I have mixed feelings when I get to the end of a big novel, well any novel for that matter. I feel excited as I love to complete something and I feel depressed, if it has been good. Depressed because I have been involved in all the charaters and their relationships and I feel like they are all coming to a close!
I have just finished a 1200 page novel (a sequel). It was World Without End, Ken Follett. I loved the first one, Pillars of The Earth, so I couldn’t wait to get hold of this one. I was even better!
Here’s part of what the Sydney Morning Herld said:
In 1327, in a forest outside the cathedral city of Kingsbridge, two men are killed and a potentially devastating letter is hidden. Its contents would turn England upside down.
In World Without End, Ken Follett makes us wait for more than 1000 pages before the letter’s secret is confided. This is historical fiction-making in the grand manner, although the novel is composed in an essentially conventional mode. Follett’s book begins two centuries after The Pillars of the Earth (in which the building of the cathedral was related). Since this chronicle of the later Middle Ages encompasses the most terrible European century before the 20th – with strife, dearth, pestilence, the Hundred Years War and the Black Death – a very large cast of characters is assembled, for their attrition rate is bound to be high.
Most historical fiction of the past few decades is revisionist in this particular issue: the formative agency of women is emphasised. They are written back into the record, whether real actors such as Queen Isabella, who deposed her husband, Edward II, or Follett’s characters – Caris, Gwenda and the Lady Philippa, forced to marry Ralph but who through suffering will outwit and defeat him.
…
Follett’s invention of incident-packed misadventures never flags.

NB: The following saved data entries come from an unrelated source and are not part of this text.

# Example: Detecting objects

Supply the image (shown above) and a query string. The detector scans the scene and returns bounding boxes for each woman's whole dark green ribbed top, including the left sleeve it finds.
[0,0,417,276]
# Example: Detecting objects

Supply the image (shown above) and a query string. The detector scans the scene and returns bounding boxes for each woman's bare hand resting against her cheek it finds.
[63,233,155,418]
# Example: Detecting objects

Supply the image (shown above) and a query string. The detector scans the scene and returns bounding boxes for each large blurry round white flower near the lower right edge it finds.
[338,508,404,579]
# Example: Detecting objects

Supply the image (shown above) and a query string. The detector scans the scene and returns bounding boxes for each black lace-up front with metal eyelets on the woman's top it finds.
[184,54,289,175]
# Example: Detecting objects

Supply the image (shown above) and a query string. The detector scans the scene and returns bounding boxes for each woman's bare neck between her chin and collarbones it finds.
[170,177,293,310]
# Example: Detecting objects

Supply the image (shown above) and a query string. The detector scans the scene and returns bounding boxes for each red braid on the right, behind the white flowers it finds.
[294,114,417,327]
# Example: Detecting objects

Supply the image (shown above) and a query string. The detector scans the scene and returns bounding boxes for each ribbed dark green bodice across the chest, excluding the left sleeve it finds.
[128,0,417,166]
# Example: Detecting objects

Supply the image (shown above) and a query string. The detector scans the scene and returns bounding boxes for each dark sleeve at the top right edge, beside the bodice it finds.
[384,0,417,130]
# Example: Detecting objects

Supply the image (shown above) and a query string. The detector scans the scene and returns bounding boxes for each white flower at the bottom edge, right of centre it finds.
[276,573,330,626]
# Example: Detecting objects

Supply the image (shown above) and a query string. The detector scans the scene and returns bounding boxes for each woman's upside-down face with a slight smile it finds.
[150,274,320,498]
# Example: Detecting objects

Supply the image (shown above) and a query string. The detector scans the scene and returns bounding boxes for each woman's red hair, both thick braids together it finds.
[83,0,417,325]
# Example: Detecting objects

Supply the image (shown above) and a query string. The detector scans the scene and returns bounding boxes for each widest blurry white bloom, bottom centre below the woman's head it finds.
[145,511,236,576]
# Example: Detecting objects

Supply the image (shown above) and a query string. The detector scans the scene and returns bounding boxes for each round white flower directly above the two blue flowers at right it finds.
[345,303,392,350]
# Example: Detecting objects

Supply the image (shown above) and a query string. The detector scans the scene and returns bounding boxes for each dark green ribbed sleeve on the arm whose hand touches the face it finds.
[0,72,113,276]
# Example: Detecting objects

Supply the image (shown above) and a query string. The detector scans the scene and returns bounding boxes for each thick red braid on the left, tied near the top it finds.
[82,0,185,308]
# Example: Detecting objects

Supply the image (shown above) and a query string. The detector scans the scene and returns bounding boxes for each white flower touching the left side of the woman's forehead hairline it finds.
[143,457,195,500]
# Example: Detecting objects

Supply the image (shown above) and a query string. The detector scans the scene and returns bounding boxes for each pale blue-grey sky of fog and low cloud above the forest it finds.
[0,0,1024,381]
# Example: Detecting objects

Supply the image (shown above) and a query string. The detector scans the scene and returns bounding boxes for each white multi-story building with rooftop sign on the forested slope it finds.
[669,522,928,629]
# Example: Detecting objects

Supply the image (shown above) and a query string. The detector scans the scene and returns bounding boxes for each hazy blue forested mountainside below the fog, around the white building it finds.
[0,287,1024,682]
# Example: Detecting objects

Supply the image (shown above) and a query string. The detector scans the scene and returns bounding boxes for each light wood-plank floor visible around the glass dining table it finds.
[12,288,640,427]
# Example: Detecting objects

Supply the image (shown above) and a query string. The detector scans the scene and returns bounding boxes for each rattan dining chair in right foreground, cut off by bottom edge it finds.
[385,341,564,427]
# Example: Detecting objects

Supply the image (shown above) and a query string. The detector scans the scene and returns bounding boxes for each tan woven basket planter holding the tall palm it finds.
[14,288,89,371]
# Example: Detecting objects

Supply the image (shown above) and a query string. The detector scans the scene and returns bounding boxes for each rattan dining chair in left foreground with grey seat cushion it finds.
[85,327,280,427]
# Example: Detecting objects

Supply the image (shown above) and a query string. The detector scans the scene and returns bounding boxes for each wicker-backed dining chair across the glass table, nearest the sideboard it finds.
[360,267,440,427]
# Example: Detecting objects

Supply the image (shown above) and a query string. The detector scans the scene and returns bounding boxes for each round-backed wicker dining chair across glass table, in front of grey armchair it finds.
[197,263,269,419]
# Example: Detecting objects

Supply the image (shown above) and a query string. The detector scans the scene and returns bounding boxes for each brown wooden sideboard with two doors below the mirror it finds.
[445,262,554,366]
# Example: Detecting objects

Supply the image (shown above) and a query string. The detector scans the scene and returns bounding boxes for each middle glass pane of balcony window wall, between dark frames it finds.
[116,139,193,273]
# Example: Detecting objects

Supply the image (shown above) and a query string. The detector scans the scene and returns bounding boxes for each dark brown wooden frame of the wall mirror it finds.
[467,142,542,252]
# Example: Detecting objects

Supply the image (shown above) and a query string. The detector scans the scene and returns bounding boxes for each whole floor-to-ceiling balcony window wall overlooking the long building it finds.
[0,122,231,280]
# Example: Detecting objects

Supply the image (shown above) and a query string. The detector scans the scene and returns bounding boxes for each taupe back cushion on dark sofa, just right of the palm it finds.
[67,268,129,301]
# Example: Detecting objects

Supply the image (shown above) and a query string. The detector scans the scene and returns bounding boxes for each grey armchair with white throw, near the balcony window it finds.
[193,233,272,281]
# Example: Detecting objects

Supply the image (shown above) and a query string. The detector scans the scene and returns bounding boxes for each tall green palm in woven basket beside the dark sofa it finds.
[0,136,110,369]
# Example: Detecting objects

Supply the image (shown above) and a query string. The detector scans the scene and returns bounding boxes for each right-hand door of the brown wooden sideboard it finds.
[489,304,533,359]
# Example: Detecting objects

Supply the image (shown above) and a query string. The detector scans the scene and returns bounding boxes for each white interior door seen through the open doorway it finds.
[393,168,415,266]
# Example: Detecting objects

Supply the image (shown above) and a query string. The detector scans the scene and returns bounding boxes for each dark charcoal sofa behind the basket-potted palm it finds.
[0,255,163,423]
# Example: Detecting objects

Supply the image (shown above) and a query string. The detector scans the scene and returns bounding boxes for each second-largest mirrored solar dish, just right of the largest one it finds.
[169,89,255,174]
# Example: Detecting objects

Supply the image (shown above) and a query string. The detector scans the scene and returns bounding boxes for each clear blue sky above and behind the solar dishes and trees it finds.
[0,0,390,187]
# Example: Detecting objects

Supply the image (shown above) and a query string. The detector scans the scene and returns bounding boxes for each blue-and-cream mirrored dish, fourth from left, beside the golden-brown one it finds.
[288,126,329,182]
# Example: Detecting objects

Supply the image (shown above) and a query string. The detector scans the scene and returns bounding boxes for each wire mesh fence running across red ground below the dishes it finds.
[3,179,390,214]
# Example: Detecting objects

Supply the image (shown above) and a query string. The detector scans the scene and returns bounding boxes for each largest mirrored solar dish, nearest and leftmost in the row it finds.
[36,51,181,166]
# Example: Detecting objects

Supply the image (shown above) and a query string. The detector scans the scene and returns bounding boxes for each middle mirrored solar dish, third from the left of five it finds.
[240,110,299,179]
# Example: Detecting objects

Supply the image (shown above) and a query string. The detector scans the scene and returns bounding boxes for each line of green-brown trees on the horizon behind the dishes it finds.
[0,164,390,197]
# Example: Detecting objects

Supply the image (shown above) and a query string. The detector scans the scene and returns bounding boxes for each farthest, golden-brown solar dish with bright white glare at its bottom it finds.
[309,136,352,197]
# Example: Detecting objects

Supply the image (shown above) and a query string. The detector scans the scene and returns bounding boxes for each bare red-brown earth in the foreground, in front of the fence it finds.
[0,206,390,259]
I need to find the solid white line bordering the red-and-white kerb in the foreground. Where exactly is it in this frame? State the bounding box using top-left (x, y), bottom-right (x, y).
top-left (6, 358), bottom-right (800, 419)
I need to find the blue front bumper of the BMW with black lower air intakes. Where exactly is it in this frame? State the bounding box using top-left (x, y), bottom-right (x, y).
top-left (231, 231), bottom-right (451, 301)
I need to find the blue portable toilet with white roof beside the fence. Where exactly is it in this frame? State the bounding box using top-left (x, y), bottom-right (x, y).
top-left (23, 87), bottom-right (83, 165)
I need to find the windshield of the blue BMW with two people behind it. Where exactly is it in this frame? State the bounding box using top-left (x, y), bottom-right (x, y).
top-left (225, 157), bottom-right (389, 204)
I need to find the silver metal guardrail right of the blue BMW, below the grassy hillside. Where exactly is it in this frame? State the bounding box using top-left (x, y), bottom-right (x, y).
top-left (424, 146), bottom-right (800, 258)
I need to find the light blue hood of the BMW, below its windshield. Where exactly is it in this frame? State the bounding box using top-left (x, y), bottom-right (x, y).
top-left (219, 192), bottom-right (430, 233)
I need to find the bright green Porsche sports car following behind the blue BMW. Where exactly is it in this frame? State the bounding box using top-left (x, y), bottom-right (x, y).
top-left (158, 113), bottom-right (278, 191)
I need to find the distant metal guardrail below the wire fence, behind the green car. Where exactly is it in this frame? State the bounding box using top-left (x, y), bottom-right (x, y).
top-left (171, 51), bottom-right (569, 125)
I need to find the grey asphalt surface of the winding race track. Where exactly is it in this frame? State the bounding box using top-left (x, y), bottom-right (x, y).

We are also treated to medieval accounting, agriculture, architecture (especially), economics, law and medicine. Conveying so much information, committed to an action-driven narrative, Follett wisely chooses a very plain idiom, neither pseudo-medieval, nor slangishly modern. His command of the design of his book is as impressive as Merthin’s construction of the tallest building in England.
It’s been a long, self-renewing journey for Follett from the lean World War II espionage thriller, Eye of the Needle, to historical pageant on his present extravagant scale. No doubt some readers will think of this door-stopper as a “Book Without End”. Others will remember the word that concludes the prayer that furnishes World Without End with its title: “Amen”.
Nonetheless, many will rejoice in the prodigal, sustained creative drive that makes reading this book an experience of pleasant, if not intellectually bracing immersion. Big as it is, World Without End is physically not too hard to manage. It is a tax on time mainly well worthwhile.